Women’s health, Dr. Callahan reminds us, is more than just cervical screening. While these are vital to our health, primary care providers explore many other areas. “Really, women’s health is about cardiovascular health, mental health and the many additional things that are happening in a woman’s body,” she adds. That can mean screening for things like depression and domestic abuse or high blood pressure and high cholesterol.
Marie Pittman, M.D., Family Medicine Physician at Brookwood Baptist Primary Care, Oak Mountain, in Alabama, echoes the importance of visiting a primary care provider for blood pressure and cholesterol screenings as early as age 18. As we get older, there are more important screenings to add, like diabetes screening for those at risk. Dr. Pittman says, “You should have labs to get this checked by at least the age of 45 or sooner with risk factors such as family history, obesity and if you have a history of high blood pressure or heart disease. Diabetes also increases your risk for heart attacks, strokes, kidney disease and blindness.” She also recommends lung cancer screening for those at risk who, she says, are “ages 55-79 who have smoked at least one pack a day for 30 years or two packs per day for 15 years.”

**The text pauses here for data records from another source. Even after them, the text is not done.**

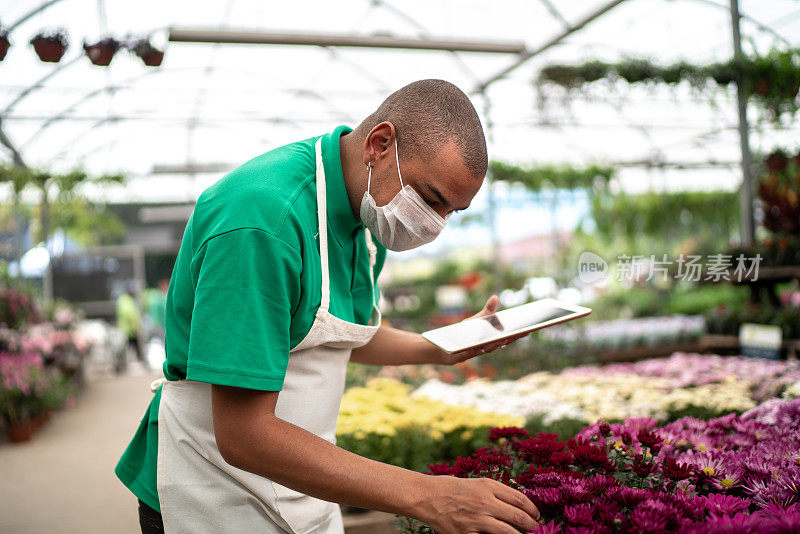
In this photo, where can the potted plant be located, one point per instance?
(4, 44)
(23, 381)
(102, 52)
(151, 56)
(50, 45)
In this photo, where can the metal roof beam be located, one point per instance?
(525, 56)
(200, 35)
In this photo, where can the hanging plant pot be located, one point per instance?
(4, 44)
(102, 52)
(20, 432)
(776, 161)
(761, 87)
(151, 56)
(50, 47)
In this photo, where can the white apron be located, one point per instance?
(198, 491)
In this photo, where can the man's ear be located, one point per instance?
(378, 141)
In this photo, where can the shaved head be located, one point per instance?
(429, 114)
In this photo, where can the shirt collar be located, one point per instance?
(341, 218)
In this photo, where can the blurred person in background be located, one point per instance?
(273, 292)
(155, 307)
(129, 320)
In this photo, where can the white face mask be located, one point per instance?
(406, 222)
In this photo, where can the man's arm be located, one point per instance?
(249, 436)
(390, 346)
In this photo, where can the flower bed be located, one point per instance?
(765, 378)
(626, 333)
(381, 421)
(41, 357)
(730, 474)
(663, 389)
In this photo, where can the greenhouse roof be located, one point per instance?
(210, 107)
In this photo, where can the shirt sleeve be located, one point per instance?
(246, 288)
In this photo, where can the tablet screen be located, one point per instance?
(474, 332)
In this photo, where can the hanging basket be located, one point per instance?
(102, 52)
(151, 56)
(21, 432)
(4, 44)
(50, 47)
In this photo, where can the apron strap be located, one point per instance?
(373, 253)
(322, 219)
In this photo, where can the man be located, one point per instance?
(273, 292)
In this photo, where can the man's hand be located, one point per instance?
(488, 309)
(471, 505)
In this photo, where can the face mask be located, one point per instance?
(406, 222)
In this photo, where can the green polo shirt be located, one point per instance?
(246, 284)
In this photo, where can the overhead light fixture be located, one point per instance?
(102, 52)
(50, 45)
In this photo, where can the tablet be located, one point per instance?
(507, 323)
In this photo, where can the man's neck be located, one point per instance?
(353, 170)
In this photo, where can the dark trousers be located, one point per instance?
(150, 520)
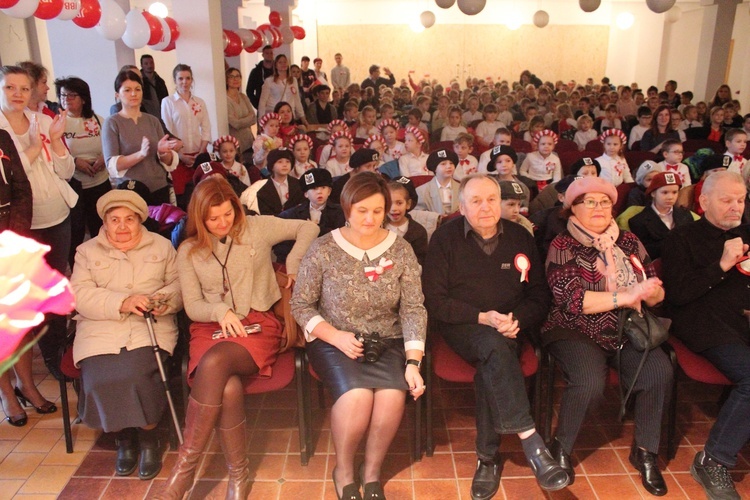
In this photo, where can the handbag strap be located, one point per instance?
(625, 396)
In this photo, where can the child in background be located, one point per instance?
(472, 113)
(504, 116)
(393, 147)
(536, 125)
(301, 146)
(227, 146)
(400, 222)
(502, 137)
(610, 118)
(366, 126)
(541, 165)
(645, 114)
(454, 127)
(342, 145)
(673, 153)
(414, 160)
(614, 167)
(485, 131)
(735, 141)
(327, 152)
(351, 113)
(585, 133)
(511, 194)
(377, 143)
(268, 140)
(463, 145)
(691, 117)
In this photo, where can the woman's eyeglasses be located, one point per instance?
(592, 204)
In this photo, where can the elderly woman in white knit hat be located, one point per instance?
(118, 274)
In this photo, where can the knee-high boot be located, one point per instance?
(199, 422)
(234, 446)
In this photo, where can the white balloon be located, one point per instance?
(137, 31)
(23, 9)
(427, 18)
(70, 10)
(166, 36)
(660, 6)
(112, 24)
(589, 5)
(471, 7)
(541, 18)
(674, 14)
(287, 35)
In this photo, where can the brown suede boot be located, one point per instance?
(235, 452)
(199, 422)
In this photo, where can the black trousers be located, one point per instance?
(502, 403)
(585, 366)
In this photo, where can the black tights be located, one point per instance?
(219, 381)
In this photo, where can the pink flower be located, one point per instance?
(29, 288)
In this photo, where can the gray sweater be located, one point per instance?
(122, 136)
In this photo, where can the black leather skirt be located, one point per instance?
(340, 374)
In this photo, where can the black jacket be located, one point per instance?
(268, 198)
(255, 82)
(15, 190)
(651, 230)
(331, 218)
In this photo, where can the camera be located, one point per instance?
(373, 346)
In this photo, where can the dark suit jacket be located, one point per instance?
(651, 230)
(269, 202)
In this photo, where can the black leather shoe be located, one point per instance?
(645, 462)
(127, 453)
(149, 462)
(549, 474)
(486, 480)
(562, 459)
(714, 477)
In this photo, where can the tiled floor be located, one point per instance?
(33, 462)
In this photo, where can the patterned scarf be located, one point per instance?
(611, 262)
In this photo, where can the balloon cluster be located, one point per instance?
(137, 29)
(275, 33)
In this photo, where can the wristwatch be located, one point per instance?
(414, 362)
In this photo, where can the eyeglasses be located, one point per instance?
(592, 204)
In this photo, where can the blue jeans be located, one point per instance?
(502, 403)
(732, 429)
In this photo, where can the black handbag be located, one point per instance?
(646, 332)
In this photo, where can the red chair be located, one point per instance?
(449, 366)
(565, 145)
(595, 147)
(697, 368)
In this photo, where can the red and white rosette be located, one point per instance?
(523, 264)
(638, 265)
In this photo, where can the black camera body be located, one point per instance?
(373, 346)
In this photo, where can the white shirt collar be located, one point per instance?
(359, 254)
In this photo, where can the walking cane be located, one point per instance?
(149, 315)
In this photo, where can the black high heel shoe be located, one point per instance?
(47, 407)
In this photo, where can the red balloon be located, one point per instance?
(154, 27)
(299, 32)
(278, 40)
(48, 9)
(174, 31)
(274, 18)
(234, 48)
(257, 43)
(89, 15)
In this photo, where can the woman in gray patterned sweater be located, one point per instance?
(353, 283)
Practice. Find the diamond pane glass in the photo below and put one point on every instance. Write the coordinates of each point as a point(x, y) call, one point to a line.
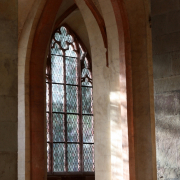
point(87, 100)
point(71, 71)
point(58, 157)
point(55, 49)
point(47, 97)
point(72, 99)
point(88, 129)
point(58, 127)
point(88, 156)
point(70, 52)
point(57, 69)
point(57, 98)
point(63, 38)
point(72, 128)
point(73, 157)
point(47, 127)
point(48, 157)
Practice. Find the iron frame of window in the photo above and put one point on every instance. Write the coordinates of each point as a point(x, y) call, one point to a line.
point(80, 67)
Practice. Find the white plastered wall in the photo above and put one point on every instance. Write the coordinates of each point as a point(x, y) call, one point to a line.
point(109, 100)
point(24, 52)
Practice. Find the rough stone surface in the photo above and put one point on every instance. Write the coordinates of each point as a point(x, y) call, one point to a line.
point(166, 65)
point(8, 89)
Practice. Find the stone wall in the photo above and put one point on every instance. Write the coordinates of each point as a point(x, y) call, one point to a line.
point(8, 89)
point(166, 64)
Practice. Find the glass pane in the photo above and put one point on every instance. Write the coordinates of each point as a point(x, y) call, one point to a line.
point(55, 49)
point(88, 129)
point(47, 127)
point(73, 157)
point(72, 128)
point(71, 71)
point(63, 37)
point(88, 155)
point(72, 99)
point(47, 97)
point(57, 98)
point(58, 157)
point(70, 52)
point(58, 128)
point(87, 100)
point(48, 157)
point(57, 69)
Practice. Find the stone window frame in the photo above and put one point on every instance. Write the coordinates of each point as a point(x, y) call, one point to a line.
point(80, 63)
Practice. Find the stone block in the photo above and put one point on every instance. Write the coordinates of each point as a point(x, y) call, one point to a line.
point(166, 43)
point(159, 25)
point(167, 84)
point(163, 6)
point(9, 37)
point(167, 104)
point(8, 79)
point(8, 110)
point(8, 136)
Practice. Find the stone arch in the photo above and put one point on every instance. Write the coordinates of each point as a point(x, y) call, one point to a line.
point(129, 73)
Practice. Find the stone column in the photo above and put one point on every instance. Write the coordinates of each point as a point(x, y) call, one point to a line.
point(8, 89)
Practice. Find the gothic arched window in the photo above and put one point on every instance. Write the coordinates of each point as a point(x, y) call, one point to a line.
point(69, 111)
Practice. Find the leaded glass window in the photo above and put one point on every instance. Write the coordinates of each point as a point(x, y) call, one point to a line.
point(69, 111)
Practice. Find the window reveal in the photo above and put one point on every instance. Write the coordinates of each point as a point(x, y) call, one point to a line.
point(69, 112)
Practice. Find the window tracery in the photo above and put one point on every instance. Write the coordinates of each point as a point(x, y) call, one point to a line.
point(69, 111)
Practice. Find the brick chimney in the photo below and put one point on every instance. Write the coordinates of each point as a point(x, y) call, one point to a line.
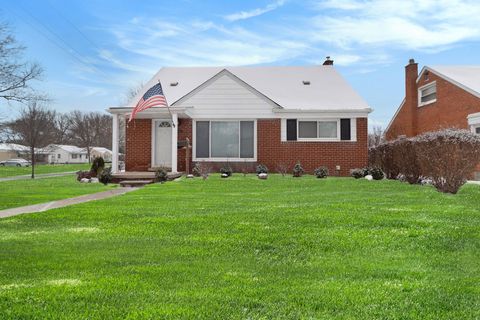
point(328, 62)
point(411, 97)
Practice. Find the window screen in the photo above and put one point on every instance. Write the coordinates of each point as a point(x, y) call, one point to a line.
point(307, 129)
point(225, 139)
point(246, 139)
point(203, 139)
point(327, 129)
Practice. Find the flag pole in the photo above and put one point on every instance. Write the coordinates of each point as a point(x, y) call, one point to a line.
point(168, 108)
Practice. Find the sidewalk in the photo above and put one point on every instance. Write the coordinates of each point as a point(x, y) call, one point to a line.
point(38, 176)
point(64, 202)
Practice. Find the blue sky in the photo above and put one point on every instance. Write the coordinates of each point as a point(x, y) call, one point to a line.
point(93, 51)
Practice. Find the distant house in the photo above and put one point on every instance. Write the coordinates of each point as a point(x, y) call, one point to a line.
point(273, 115)
point(101, 152)
point(58, 153)
point(12, 150)
point(439, 97)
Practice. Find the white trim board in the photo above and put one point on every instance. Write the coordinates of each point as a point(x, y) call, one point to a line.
point(439, 74)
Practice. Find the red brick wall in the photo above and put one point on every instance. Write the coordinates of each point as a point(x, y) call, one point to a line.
point(138, 145)
point(451, 109)
point(270, 150)
point(184, 131)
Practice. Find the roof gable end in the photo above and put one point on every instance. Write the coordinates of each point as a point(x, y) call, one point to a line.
point(225, 72)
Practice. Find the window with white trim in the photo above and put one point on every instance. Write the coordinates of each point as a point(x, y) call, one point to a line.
point(225, 139)
point(321, 130)
point(427, 94)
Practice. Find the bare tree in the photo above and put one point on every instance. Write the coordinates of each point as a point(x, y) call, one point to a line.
point(62, 129)
point(35, 128)
point(376, 137)
point(15, 75)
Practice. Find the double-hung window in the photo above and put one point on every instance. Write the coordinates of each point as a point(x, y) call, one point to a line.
point(427, 94)
point(318, 130)
point(223, 140)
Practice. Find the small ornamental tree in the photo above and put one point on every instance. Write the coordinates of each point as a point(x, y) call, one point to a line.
point(405, 159)
point(282, 168)
point(448, 157)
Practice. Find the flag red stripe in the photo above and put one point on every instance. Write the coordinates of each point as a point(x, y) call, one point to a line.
point(151, 102)
point(155, 100)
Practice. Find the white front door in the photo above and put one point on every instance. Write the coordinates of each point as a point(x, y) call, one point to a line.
point(163, 143)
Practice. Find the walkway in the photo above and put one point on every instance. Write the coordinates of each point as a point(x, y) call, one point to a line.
point(65, 202)
point(38, 176)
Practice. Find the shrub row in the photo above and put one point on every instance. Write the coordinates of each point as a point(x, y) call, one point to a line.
point(447, 158)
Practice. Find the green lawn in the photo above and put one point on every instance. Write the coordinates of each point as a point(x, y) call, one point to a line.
point(243, 248)
point(42, 168)
point(26, 192)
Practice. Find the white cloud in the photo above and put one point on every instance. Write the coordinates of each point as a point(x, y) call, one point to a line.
point(242, 15)
point(202, 43)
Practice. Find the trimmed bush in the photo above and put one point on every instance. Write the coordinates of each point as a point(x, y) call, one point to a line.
point(106, 176)
point(375, 172)
point(226, 169)
point(196, 170)
point(321, 172)
point(161, 175)
point(298, 170)
point(261, 168)
point(84, 175)
point(383, 156)
point(405, 159)
point(358, 173)
point(282, 168)
point(98, 164)
point(448, 157)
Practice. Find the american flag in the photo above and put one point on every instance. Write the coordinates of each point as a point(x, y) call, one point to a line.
point(152, 98)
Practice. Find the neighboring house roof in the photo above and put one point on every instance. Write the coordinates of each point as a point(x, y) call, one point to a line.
point(466, 77)
point(12, 147)
point(327, 90)
point(66, 148)
point(101, 150)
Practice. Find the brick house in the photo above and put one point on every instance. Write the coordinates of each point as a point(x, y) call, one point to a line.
point(439, 97)
point(246, 116)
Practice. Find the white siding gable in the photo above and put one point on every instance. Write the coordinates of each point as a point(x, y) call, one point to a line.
point(225, 97)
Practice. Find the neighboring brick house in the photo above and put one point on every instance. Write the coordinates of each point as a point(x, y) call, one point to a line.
point(246, 116)
point(439, 97)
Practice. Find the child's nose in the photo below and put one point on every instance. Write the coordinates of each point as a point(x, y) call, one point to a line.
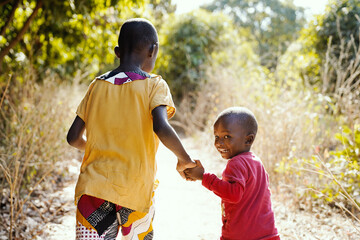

At age 50, women should schedule their first colonoscopy and continue to get one every 10 years for those with no family history, and every five years if polyps are detected. This important procedure can detect cloteccal cancer. Today, there are new ways of screening, and you should talk to your physician about which method is best for you.
Beginning at age 65, unless at high risk, women should begin bone-density tests. Dr. Callahan explains, “You hit your maximum bone density between [ages] 25 and 30. It is important to do that screening to maximize bone density while you can with vitamins and exercise.”
Dr. Callahan emphasizes, “My take-home point is that women’s health goes beyond the pap. If you’re going to have comprehensive health, you need to have both so they can work together.” When you have an established relationship with your provider, issues that arise like a rash or scratchy throat can be more effectively treated with a comprehensive knowledge of your personal history. Dr. Callahan says, “We want women to have the relationship with a primary care provider as well as with an OB/GYN.”